歴史をふまえ、英語教育の現在と未来を考えるブログです。

京都・舞鶴高専でFD講演会

12月6日、京都の国立舞鶴工業高等専門学校のFD講演会に招かれ、「学生の学びを活性化する協同学習のすすめ」というタイトルでお話しさせていただきました。

僕自身、栃木県の小山高専機械工学科の卒業生であり、三重県鈴鹿高専では英語教師として5年半お世話になりました。両方を足すと、人生の2割以上が「高専」に関わったことになります。

ですので、とても楽しく、どこかなつかしく、舞鶴を訪れました。

お話しした内容は、以下の3点です。

1. 和歌山大学におけるFD活動の紹介

2. 中学・高校(高専)生の英語学力の危機的状況

3. 協同学習による学びの再生のすすめ

僕自身、FD委員長として授業改善の取り組みの旗を振ってきましたから、1のように和歌山大での経験をお話ししたわけです。

2.では、この10年間の新自由主義的な教育政策と、財界主導の会話重視政策のもとで、中学・高校生の英語学力がどれほど危機的な状況に陥ってしまったかを実証的にお話ししました。
このブログでも、何度か取り上げてきたことです。

それをふまえ、メインの3.の話をしました。

スピーチでは言葉を押さえましたが、私は競争主義的で、格差を拡大してしまった新自由主義政策による教育破壊を是正する方法として、協同学習を位置づけています。

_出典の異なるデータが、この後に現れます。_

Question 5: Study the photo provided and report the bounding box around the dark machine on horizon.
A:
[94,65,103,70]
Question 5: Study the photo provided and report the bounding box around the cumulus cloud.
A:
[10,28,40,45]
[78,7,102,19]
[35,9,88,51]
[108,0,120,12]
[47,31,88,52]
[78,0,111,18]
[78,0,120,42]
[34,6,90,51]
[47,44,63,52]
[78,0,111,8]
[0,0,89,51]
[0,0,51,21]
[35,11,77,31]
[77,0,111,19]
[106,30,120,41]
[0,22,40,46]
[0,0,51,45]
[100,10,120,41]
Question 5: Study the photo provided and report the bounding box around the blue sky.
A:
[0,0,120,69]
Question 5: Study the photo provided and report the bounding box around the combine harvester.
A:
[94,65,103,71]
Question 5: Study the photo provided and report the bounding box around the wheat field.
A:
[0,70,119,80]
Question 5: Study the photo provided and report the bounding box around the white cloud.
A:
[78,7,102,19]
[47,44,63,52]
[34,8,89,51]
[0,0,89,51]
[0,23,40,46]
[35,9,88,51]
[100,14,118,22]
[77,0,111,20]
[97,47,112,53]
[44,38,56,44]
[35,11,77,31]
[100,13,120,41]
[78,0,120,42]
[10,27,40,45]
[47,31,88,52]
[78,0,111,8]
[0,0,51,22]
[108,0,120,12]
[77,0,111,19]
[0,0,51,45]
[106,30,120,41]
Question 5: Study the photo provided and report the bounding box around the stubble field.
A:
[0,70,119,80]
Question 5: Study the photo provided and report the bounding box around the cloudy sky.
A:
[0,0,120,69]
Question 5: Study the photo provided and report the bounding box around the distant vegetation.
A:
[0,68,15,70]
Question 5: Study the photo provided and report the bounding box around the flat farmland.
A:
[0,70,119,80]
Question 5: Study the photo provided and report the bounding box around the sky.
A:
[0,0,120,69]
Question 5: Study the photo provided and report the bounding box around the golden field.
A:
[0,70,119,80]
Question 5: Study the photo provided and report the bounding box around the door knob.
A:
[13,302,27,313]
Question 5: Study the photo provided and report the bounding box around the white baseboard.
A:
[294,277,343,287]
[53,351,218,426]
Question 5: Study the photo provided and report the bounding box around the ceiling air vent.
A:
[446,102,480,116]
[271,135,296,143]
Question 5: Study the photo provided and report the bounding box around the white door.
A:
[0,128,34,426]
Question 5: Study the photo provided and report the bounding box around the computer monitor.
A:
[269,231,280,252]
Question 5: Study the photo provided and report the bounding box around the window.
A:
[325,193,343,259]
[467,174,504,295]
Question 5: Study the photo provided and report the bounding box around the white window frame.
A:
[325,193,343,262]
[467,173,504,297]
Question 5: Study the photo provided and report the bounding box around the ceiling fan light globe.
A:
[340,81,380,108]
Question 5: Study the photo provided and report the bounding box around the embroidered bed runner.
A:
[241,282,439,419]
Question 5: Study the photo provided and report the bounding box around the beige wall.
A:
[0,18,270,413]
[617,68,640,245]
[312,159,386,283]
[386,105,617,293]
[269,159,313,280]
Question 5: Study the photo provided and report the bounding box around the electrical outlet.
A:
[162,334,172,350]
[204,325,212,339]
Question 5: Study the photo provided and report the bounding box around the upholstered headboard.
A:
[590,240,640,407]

一握りのエリートだけを伸ばし、大多数を切り捨てる現行の政策ではなく、全員を伸ばし、良好な人間関係を築きながらお互いを高め合う協同的な学びこそが、戦後民主主義教育の理念を体現するものであり、PISAに代表される新たな学力観にも合致すると確信するからです。

幸い、質疑応答では次々に手が上がり、舞鶴の地で協同学習をめぐって活発な議論が展開されました。
少しでも授業改善に寄与できれば幸いです。

来年3月には、私のふる里、埼玉県熊谷市で協同学習に関するお話しをする機会を与えられました。

仲間と学び合うことの楽しさを、全国に広げたいと思っています。